Of course if you are carrying extra dead weight, then working to trim down can also help since steep climbing speed is all but linear with your power to weight ratio. At least a power meter can provide additional insight into your overall metabolic energy demand from training so that you can manage diet and medium term energy balance for sustainable/sensible weight loss.
The short and most direct answer to your question is to use your power meter to pace your ride optimally and Alex Simmons, who has given another answer to your question, was too modest to mention that he is an expert in this and has developed one of the most sophisticated power pacing models for variable conditions.
A longer answer is, to paraphrase Prof. Jim Martin at the University of Utah, cycling fast is about maximizing the power you can make, and minimizing the power you must make. You can use a power meter to address both of these.
Obviously, you can use a power meter to train so that you can maximize the power you can make. I will presume that you are already familiar with some of the training methods.
Less well-known is that you can use a power meter to identify and estimate the sources of drag and inefficiencies that consume power so that you can (sometimes) minimize them. Proper pacing is in this category, as optimal pacing can help you get lower overall times on the same overall energy expenditure. In addition, you may be able to use a power meter to estimate rolling resistance losses either in your tires/tubes or drive train to make better choices about equipment. Rolling resistance from your tires and tubes scales exactly like hill slope, so a decrease (or increase) of .001 in your coefficient of rolling resistance (Crr) is exactly like decreasing (or increasing) your slope by .001, or 0.1%. This may sound small but in a race where seconds matter the difference between winning and finishing off the podium can be smaller than the difference between racing up a hill with an average slope of 8.1% and 8.2%. Your speed on this particular hillclimb is low but on other hills your speed may be high enough to warrant looking at aerodyanmic drag, which you can also estimate with appropriate field tests using an accurate and precise power meter.
And, although not strictly something that requires a power meter, you can use speed and cadence to estimate gear usage throughout your climb to see not only which gears you used but also when you changed gears.

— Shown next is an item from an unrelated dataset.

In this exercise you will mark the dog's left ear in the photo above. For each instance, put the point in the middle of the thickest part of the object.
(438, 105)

You can see an example of how that is done here, which is an analysis of power, cadence, crank torque, and gear usage during a hill climb. For example, here is the gear usage during this 15-minute long hill climb race, with dotted red lines marking 30-second long intervals, which are numbered in red:
Then, using power data, you can calculate crank torque and examine the combinations of cadence and torque used to see whether you "bogged down" or were "lugging". Here is an example, with each point in the plot keyed to the numbered 30-second intervals identified in the previous plot:
All of these latter uses, however, require high quality data from your power meter over a wide range of power, cadence, and torque. Because changing bilateral asymmetry in pedaling is common, especially with cadence, torque, and fatigue, the Stages is not an ideal platform for these latter analyses. However, you may be able to get an indication (though not conclusive proof) from your race data whether this is a likely problem. Since you're using Golden Cheetah, you can click on the "Aerolab" tab and see whether the virtual elevation estimated from your speed and power matches up well with the elevation recorded from the altimeter. You may have to "zoom in" on certain parts of the Aerolab plot to see areas of fit and misfit.